I need to automate a Windows GUI program which runs in Windows. To do this I set up a Windows 2012 R2 machine on AWS, I installed Autoit on it and I wrote the script that launches the GUI program and does stuff on it (let's call this script auto.au3).
I run this script from Windows command line passing a parameter to it, and it works perfectly. The problem is that I need to launch it from Jenkins, and when I call the auto.au3 through the job the script seems not to be able to open the GUI program.
I configured Jenkins as slave on Windows (so I call it from my "main" Jenkins), enabled the "allow service to interact with the desktop", I added Autoit installation directory as a PATH environment variable to Jenkins and I wrote the batch command (which works directly on Windows) in Jenkins.

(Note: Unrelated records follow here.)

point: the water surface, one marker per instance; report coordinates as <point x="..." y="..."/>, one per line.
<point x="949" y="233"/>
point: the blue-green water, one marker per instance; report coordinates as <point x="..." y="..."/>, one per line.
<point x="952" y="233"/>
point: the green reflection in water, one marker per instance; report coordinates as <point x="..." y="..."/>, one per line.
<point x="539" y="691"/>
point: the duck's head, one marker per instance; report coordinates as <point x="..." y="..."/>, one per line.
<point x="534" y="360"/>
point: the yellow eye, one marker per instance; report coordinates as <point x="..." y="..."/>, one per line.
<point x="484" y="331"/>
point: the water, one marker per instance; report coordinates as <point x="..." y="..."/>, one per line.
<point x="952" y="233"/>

Looks like this (%domain% is a jenkins build parameter):
SET PATH=%PATH%;%AUTOIT_PATH%
AutoIt3 C:\Users\Administrator\Desktop\auto.au3 param1 "%domain%"

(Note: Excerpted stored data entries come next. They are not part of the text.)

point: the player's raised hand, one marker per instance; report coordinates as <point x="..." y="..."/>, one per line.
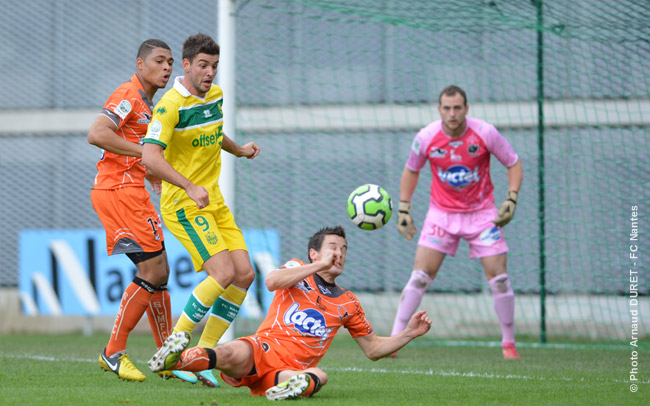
<point x="507" y="209"/>
<point x="199" y="194"/>
<point x="154" y="181"/>
<point x="419" y="324"/>
<point x="405" y="221"/>
<point x="250" y="150"/>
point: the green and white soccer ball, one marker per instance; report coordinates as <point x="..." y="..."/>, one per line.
<point x="370" y="207"/>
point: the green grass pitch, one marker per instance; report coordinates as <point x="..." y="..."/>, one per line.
<point x="62" y="370"/>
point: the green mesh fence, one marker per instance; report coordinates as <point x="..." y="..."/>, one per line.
<point x="337" y="104"/>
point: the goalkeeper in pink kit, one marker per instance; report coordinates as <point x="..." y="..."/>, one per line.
<point x="458" y="149"/>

The first step on auto.au3 is:
Run("C:\Program Files (x86)\GUIprogram.exe")
which works fine when executed from Windows but when launched from Jenkins does not open the program and the job gets stuck.
I also tried creating a python script that runs auto.au3 script to check if the error was in the PATH environment variable, but I checked that python works fine until it runs auto.au3, and then it also gets stuck at the first step. Again, only happens when I call it from Jenkins. If I execute it logged in on the machine and running the batch command directly, it works.

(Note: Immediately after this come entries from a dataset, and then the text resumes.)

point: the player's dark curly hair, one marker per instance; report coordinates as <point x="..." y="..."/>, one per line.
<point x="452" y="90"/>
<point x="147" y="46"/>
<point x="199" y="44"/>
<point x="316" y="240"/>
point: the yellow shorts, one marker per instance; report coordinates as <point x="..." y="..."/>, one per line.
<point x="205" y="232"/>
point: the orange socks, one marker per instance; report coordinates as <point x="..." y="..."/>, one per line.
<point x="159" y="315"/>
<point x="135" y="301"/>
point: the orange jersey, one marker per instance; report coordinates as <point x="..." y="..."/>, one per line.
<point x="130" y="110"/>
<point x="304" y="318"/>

Is there some restriction that avoids launching GUI programs through Jenkins? Did I missed some configuration to allow it?
Thank you very much!
--EDIT------
I started the application and and removed the "launch app" code line, and still it's not doing nothing. Seems that auto.au3 is not doing nothing at all.
Ok so after many investigation, I found out that the issue was with the way the slave Jenkins was launched. I found the solution on this stackoverflow question response: https://stackoverflow.com/a/21409578/4269527
The question wasn't really related, but the Jason Swager's response fixed the problem.